A Gallery of Beauties

June 17, 2013

Everybody at a certain point harbors the desire or curiosity or simple, sheer interest to gather a collection of various things in diverse quantities, some parameters more eccentric than others. Empress Elisabeth of Austria, commonly nicknamed “Sissi“, a character to whom Madame has dedicated a plethora of posts, had her own phenomenal assortment which put together a considerable number of photos immortalizing the most beauteous women of the age. But I already wrote about it here. Yet what I didn’t know at the time when that account of her oddities was given and subsequently learned to be a crucial factor in explaining her peculiar idea of a collection refers to the strikingly similar propensity for putting together images of beautiful ladies which dominated the life of  Sissi’s uncle, King Ludwig I o Bavaria.
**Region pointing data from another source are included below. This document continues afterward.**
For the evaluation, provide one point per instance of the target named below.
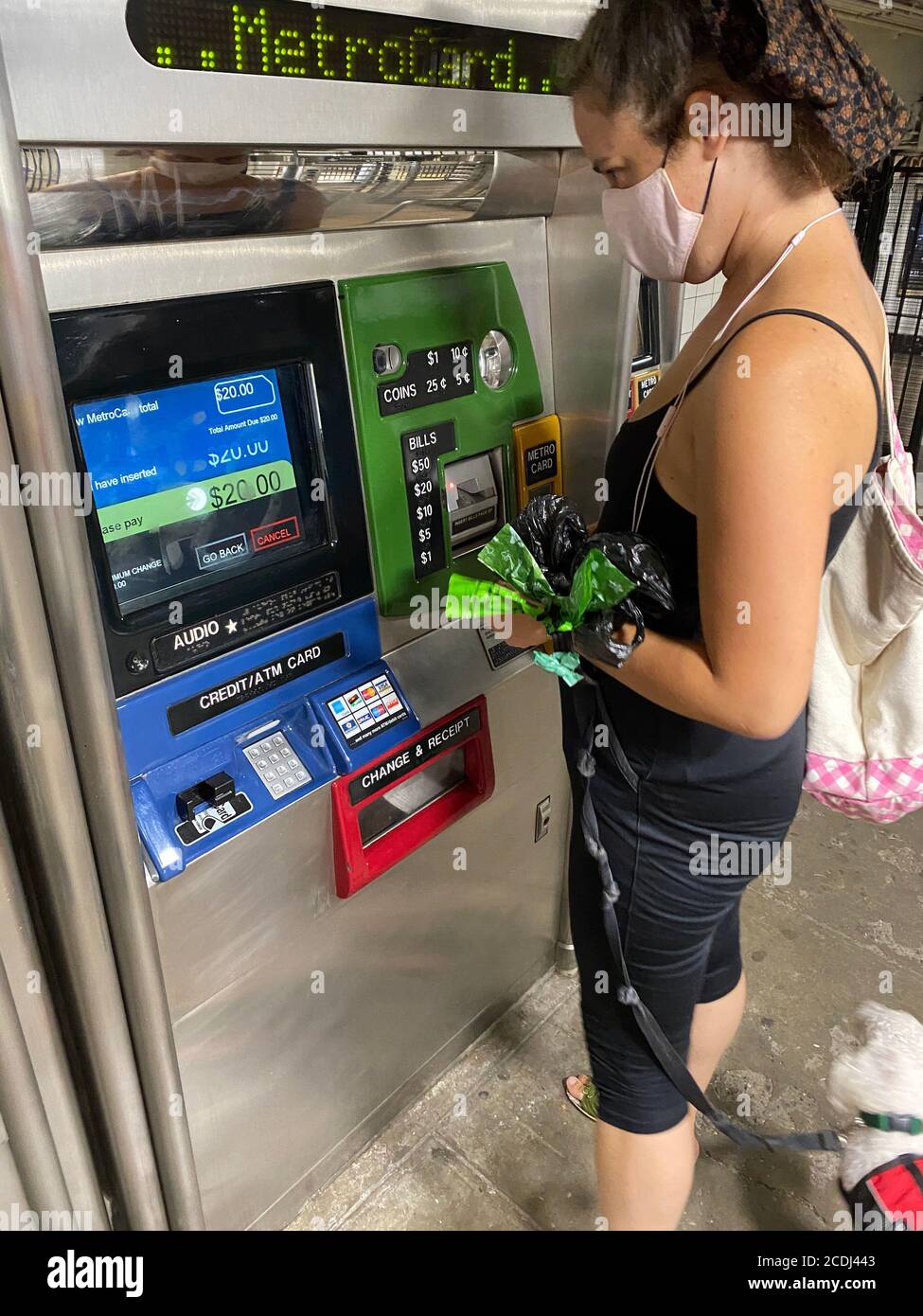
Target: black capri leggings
(678, 916)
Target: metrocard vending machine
(346, 869)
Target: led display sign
(280, 39)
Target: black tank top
(686, 752)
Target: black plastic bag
(639, 560)
(555, 533)
(595, 636)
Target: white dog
(881, 1085)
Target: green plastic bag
(596, 587)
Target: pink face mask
(650, 228)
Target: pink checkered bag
(865, 712)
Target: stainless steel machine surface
(300, 1020)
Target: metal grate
(898, 277)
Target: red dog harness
(889, 1198)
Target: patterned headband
(798, 49)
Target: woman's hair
(649, 56)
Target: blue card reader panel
(220, 748)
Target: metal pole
(50, 830)
(24, 1116)
(30, 987)
(626, 328)
(39, 424)
(669, 300)
(21, 1107)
No longer content with getting most of the pulchritudinous grand dames of the time in his bed for fleeting moments of passion, the monarch who is (in)famous for abdicating the throne following a tempestuous scandal involving his mistress, Lola Montez, determined to forever own the marvelous physical charm of these resplendent females. And thus took shape the Gallery of Beauties, the original inspiration for Empress Elisabeth’s identically themed albums.

beauties

This chamber, wholly dedicated to the celebration of corporal attractiveness, exhibits a selection of 36 portraits ordered by Ludwig between 1827 and 1850. They were all commissioned to have the same size so as to perfectly fit in the allocated space and all feature the enchanting profiles of mid 19th century women coming from sundry social backgrounds like the German aristocracy or the European middle-class. This way, characters who otherwise never spoke in real life were forced by circumstance to keep each other company while hanging on the walls of the King’s gallery of visual splendor inside Nymphenburg Palace. So Ludwig’s sister, Sophie (between brackets: the mother of Emperor Franz of Austria, Sissi’s husband), rested alongside such notorious figures as English aristocrat Jane Digby, actress Charlotte von Hagn (a former concubine to Franz Liszt) and, inevitably, Lola Montez, quite an outrageous arrangement, given the epoch. Sort of like compelling Whistler’s Mother to face Courbet’s “Origin of the World” non-stop.

Don’t you just fancy having a place resembling this?